Langsung ke konten utama

Risk Appetite




Bicara selera tentu setiap orang memiliki preferensi masing-masing, Antara satu dengan yang lain selera bisa berbeda. Kalau saya ditanyai makanan favorit saya apa, dengan yakin saya akan menyebutkan coto Makassar. Istri saya yang jelas-jelas tinggalnya serumah dengan saya dan tiap malam tidur bersama ternyata malah tidak suka makanan tersebut. Kalau dia hobi nonton film bertema drama percintaan semisal AADC2, kalaupun saya terpaksa menemani istri nonton film itu dari awal film tayang sampai selesai malah filmnya yang nonton saya tidur dengan pulasnya.
Demikian juga cara pandang atau perilaku seseorang terhadap yang namanya risiko. Ada yang berani mengambil risiko apapun konsekuensinya karena menganggap hal tersebut sebagai tantangan. Ada pula yang berusaha menghindari risiko karena menurutnya risiko berarti potensi kerugian. Ada orang yang senang melakukan hal-hal yang ekstrem dan berisiko maut, ada juga yang tidak berani melakukan hal-hal yang memacu adrenalin karena takut membahayakan dirinya sendiri.

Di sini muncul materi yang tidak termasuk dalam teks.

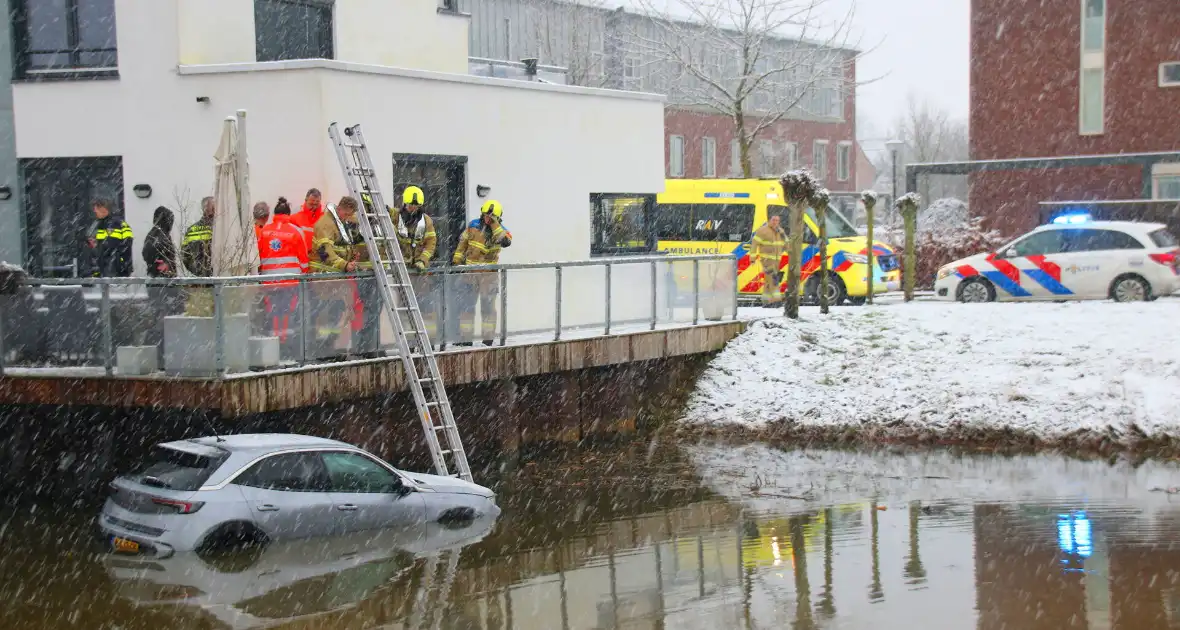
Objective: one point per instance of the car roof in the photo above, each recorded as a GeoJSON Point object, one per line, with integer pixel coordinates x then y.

Dalam suatu perusahaan, para karyawan juga memiliki pandangan dan perilaku yang berbeda terhadap risiko. Ada yang berani mengambil risiko yang seringkali tanpa memikirkan konsekuensinya, ada yang menghindari risiko karena alasan takut terjadi apa-apa. Bahkan sering diasosiasikan kalau para karyawan di unit bisnis harus berani mengambil risiko demi mencapai target yang tidak kecil, sementara para karyawan di bagian supporting, risk, atau business control justru harus memperhatikan risiko sebagai bagian dari deskripsi pekerjaannya. Lha wong mereka yang harus mengingatkan para karyawan untuk mengikuti SPO demi menghindari terjadinya beberapa risiko yang bisa merugikan perusahaan. Perbedaan selera atas risiko (risk appetite) ini harus dipahami secara baik dan didefinisikan secara jelas karena bisa menjadi tool yang sangat bermanfaat bukan hanya untuk mengelola risiko namun juga memperkuat kinerja bisnis secara keseluruhan.

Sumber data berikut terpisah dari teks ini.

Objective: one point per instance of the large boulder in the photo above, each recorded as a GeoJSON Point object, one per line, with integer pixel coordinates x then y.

Sebenarnya apa sih risk appetite? Menurut KPMG, risk appetite yaitu besar tingkat risiko yang bersedia diambil oleh suatu organisasi demi mewujudkan tujuan-tujuan strategisnya. Disini jelas risk appetite berupaya mengakomodasi perbedaan perilaku risiko para karyawan. Kalau perilakunya terlampau menghindari risiko yang justru menghambat pencapaian target bisnis, karyawan diharapkan jangan terlalu woles dan diharapkan bisa mulai berani sedikit mengambil risiko yang terukur. Sebaliknya, apabila karyawan berperilaku risiko yang terlampau agresif yang bisa membahayakan kinerja kualitas unit yang dipimpinnya, mereka diharapkan agar sedikit mengerem dan mulai sesekali melihat kaca spion agar terhindar dari risiko yang merugikan.

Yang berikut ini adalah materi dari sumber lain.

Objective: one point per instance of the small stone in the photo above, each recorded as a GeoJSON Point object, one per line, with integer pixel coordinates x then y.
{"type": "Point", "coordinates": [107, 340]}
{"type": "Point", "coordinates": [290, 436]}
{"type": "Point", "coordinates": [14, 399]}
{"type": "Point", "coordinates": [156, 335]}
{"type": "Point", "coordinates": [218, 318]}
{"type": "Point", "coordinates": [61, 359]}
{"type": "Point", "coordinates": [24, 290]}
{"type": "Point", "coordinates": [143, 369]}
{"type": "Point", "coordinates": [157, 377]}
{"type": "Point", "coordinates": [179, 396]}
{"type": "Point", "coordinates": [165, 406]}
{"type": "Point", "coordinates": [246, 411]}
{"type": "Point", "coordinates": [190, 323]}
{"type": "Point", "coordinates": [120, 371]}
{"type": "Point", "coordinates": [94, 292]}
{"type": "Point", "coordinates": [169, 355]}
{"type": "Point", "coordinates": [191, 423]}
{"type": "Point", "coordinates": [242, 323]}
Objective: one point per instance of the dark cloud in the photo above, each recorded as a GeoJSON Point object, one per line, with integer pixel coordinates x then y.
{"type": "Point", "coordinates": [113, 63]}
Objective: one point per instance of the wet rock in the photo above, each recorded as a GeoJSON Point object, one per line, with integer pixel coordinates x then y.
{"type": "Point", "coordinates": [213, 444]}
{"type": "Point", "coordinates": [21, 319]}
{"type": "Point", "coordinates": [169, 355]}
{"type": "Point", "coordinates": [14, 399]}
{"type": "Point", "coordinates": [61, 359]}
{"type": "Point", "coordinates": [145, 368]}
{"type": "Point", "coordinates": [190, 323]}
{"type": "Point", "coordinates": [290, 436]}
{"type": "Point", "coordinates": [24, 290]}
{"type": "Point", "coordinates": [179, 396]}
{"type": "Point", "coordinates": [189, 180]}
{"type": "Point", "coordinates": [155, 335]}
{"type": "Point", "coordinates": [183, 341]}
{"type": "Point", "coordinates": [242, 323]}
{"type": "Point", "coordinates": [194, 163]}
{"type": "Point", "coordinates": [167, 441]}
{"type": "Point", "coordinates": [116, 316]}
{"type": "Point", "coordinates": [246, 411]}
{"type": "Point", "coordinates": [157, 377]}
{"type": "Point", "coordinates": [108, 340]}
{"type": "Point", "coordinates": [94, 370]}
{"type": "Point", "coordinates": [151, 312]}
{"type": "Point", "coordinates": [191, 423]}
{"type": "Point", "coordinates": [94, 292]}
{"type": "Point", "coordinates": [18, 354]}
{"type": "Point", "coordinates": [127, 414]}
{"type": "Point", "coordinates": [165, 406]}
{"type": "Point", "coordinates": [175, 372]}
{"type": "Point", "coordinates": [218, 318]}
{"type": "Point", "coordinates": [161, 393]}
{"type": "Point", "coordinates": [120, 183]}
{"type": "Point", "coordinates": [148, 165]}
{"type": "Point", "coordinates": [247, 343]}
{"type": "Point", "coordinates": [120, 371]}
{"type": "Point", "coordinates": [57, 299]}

Risiko dan bisnis memang seharusnya jadi dua hal yang tidak perlu dipertentangkan. Selama setahun sebagai Credit Quality Officer (CQO) tiga Cluster Mikro di tiga kota yang berbeda, salah satu biang yang sering disampaikan oleh para kepala Cabang/Unit menjadi penyebab temuan-temuan adalah target booking yang tidak kecil dan terus bertambah tahun demi tahun. Hal itu yang menyebabkan mereka jadi mengabaikan beberapa risiko yang menyebabkan pemburukan kualitas portfolio. Pencapaian bisnis menjadi anak emas dan di sisi lain monitoring terhadap kualitas kredit jadi terabaikan. Atau sebaliknya, beberapa unit yang memiliki kualitas portfolio kredit yang relatif terjaga namun dari sisi pencapaian target booking sangat kecil. Menurut Ernst and Young (EY) mengawali laporan hasil survey manajemen risiko terhadap beberapa institusi keuangan utama dunia. Dalam rilis laporan yang bertajuk Shifting Focus Risk Culture At The Forefront Of Banking di 2014 memang ditemukan fakta bahwa sebagian besar pimpinan unit di institusi-institusi ternama tersebut mengabaikan pertimbangan risiko demi pencapaian target bisnis yang besar. Bahkan temuan atau masukan dari unit risk hanya dianggap sebagai angin lalu. Saat ini hal tersebut tidak boleh terjadi. Kinerja para manajer ke depannya akan memperhitungkan kualitas portfolio kelolaannya yang tentu saja sebagai hasil dari melaksanakan mitigasi-mitigasi risiko sesuai ketentuan yang berlaku. Dalam menjalankan bisnis dan operasional para manajer diharapkan melihat melalui jendela yang lebih lebar dan sudut pandang helicopter (helicopter view) dibanding kacamata kuda.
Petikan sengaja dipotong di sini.